ARTIST ANDY WARHOL OFTEN EXHIBITED FASCINATING INSIGHTS into the human condition that, at times, became colloquialisms. At one point he noted, “They always say time changes things, but you actually have to change them yourself.” And that is true. Yet there are those occasions when time itself can be of assistance.
Take the concept of a basic income as a measure of that truth. Yesterday we noted how the idea of some kind of baseline income could be of great help to the marginalized. Many progressives are shocked when they discover that libertarian economist Milton Friedman threw his support behind early efforts of what was then called a “Guaranteed Annual Income,” but which he preferred to label a “negative income tax.” From across the political and economic spectrums came support. Left-learning economists like James Tobin and John Kenneth Galbraith got behind Friedman.
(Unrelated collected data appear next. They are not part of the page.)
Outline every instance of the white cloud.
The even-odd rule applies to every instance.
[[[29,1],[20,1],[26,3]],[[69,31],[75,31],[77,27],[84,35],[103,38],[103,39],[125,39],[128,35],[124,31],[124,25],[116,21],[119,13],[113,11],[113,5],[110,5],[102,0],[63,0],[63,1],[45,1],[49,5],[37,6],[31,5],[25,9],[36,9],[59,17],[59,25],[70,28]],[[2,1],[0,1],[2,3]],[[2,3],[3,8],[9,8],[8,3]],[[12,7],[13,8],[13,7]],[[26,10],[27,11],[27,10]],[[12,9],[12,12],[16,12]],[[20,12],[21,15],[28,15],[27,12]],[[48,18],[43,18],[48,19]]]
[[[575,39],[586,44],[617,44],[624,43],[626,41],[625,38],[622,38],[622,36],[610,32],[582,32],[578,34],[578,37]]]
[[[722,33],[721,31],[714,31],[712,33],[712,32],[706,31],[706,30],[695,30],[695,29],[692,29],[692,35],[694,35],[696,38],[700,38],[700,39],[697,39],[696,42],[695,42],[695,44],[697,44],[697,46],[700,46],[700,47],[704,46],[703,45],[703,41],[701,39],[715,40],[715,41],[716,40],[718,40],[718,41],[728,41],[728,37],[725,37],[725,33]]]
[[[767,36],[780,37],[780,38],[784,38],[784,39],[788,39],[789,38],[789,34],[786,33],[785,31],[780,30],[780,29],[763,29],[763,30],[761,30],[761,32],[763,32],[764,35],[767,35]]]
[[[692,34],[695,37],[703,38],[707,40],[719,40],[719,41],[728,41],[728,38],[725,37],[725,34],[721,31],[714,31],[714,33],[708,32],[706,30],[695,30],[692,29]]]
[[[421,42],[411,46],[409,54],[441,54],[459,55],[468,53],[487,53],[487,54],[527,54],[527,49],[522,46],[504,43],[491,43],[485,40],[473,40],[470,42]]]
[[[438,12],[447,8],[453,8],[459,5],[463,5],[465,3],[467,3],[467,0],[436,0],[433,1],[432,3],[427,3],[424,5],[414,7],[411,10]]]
It was Martin Luther King Jr. a few years previous who brought the basic income concept to more popular attention in his book Where to Go From Here: Chaos or Community?
“I am now convinced that the simplest approach will prove to be the most effective – the solution to poverty is to abolish it directly by a now widely discussed measure: the guaranteed income.”
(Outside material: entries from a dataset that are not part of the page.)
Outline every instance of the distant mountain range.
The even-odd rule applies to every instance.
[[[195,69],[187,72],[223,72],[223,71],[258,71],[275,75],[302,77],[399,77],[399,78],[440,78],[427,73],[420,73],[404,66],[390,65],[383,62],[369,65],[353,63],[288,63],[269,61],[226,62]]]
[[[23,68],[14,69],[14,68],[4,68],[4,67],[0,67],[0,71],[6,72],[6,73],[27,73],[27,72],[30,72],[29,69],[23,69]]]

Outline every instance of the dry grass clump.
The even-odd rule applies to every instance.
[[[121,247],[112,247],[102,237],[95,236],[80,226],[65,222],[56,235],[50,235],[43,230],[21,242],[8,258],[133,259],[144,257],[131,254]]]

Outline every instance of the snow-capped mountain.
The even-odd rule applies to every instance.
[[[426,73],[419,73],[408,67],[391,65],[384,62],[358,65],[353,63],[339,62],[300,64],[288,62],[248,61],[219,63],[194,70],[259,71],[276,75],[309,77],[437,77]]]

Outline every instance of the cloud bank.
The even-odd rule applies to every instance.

Even in 1972, as George McGovern challenged Richard Nixon for the presidency, one of his key proposals was the implementation of a more generous basic income. Nixon won and the initiative was lost, at least for a time.
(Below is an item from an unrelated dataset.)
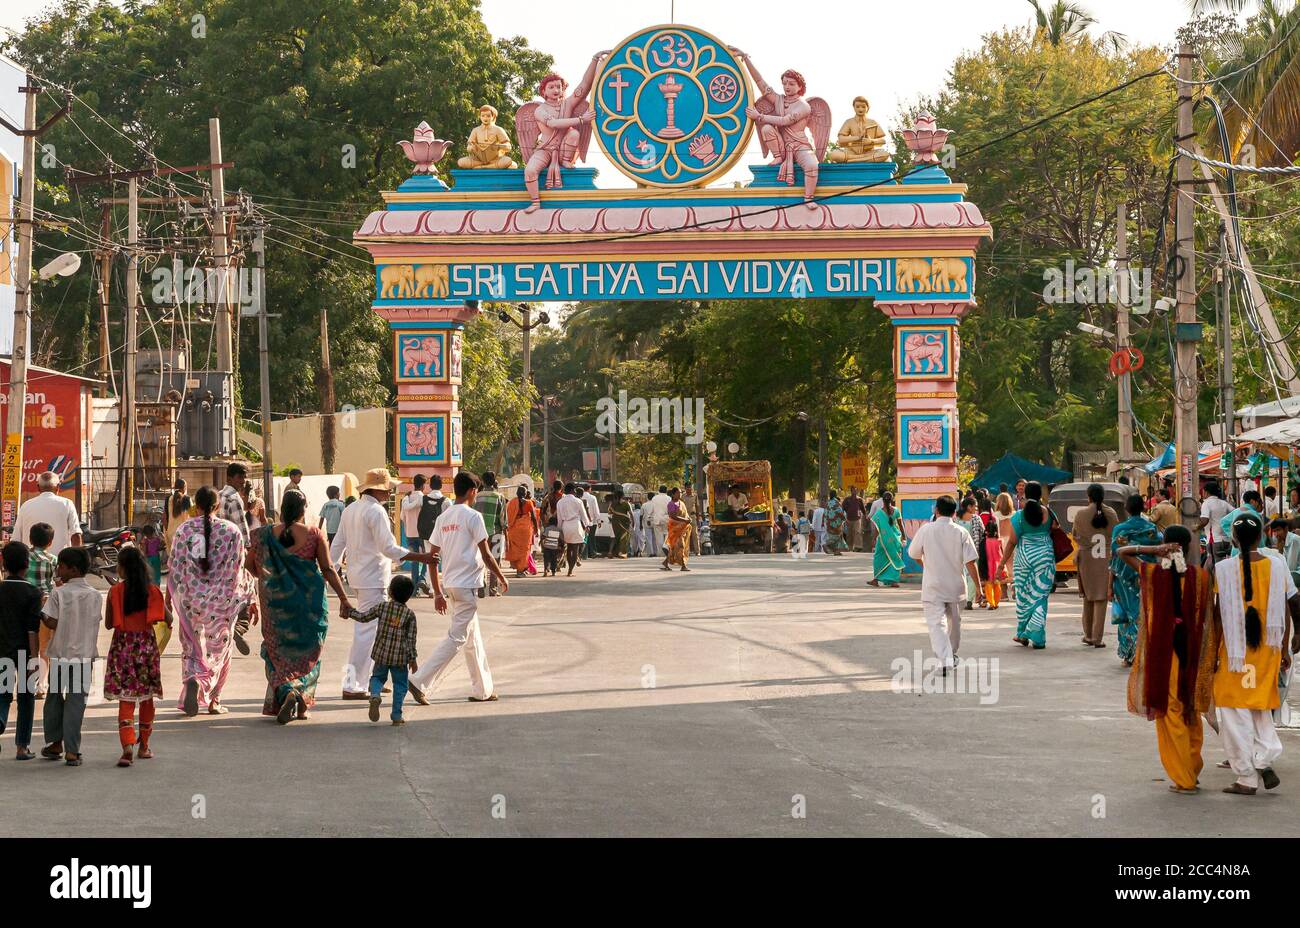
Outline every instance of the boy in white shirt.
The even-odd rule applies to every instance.
[[[485,565],[503,594],[509,591],[510,584],[488,550],[487,526],[482,514],[474,509],[478,488],[478,478],[473,474],[461,471],[456,475],[456,504],[448,506],[438,516],[433,537],[429,539],[433,556],[440,562],[438,570],[429,571],[433,580],[433,605],[443,614],[448,602],[452,609],[447,637],[438,642],[424,663],[411,674],[411,695],[422,706],[429,704],[425,691],[437,684],[462,648],[465,663],[469,665],[470,684],[474,688],[470,701],[493,702],[497,698],[487,653],[483,650],[483,638],[479,635],[477,594],[483,585]]]
[[[45,600],[41,619],[54,629],[46,651],[50,661],[49,692],[45,697],[45,741],[41,756],[63,757],[69,767],[81,766],[81,722],[86,715],[91,663],[98,656],[99,623],[104,597],[86,582],[90,556],[85,548],[59,552],[59,585]]]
It seems to have been around forever, but it is only in recent years in Canada that it has come to the fore as the nation deals with the complexity and incessant growth of poverty itself. Former senator and Mulroney Chief of Staff Hugh Segal has pushed the concept for two decades, acquiring along the way some key support. In frustrating fashion, however, it languished interminably in that spot between good intentions and decisive action.
The Great Recession of just a few years ago created significant fallout in everything from shrinking government resources and unemployment to general distemper among the citizenry. Poverty itself was quickly being vaulted to the front of the line when it came to policy matters. People began talking about the urgent need for a housing strategy for the homeless and more effective poverty reduction initiatives in Canadian communities. Increased talk moved through political circles about other nations that had practiced various forms of basic income for decades and there was an openness to explore such options within the Canadian context.
And now it seems that time itself has created a ready audience for the concept of a basic income in Canada itself. It was slow in coming, but now that it has arrived, Warhol’s observation that things won’t change unless we change them ourselves seems achievable. Canadians themselves are increasingly impatient over the poverty situation in the nation, and especially the growing gap between the rich and poor. The idea of a basic income is emerging again, only this time to a more willing audience. Breaking ground and instilling a willingness to move forward on the concept may have taken decades, but those years weren’t wasted or lost. They accomplished their work and prepared us for something not only innovative, but perhaps revolutionary.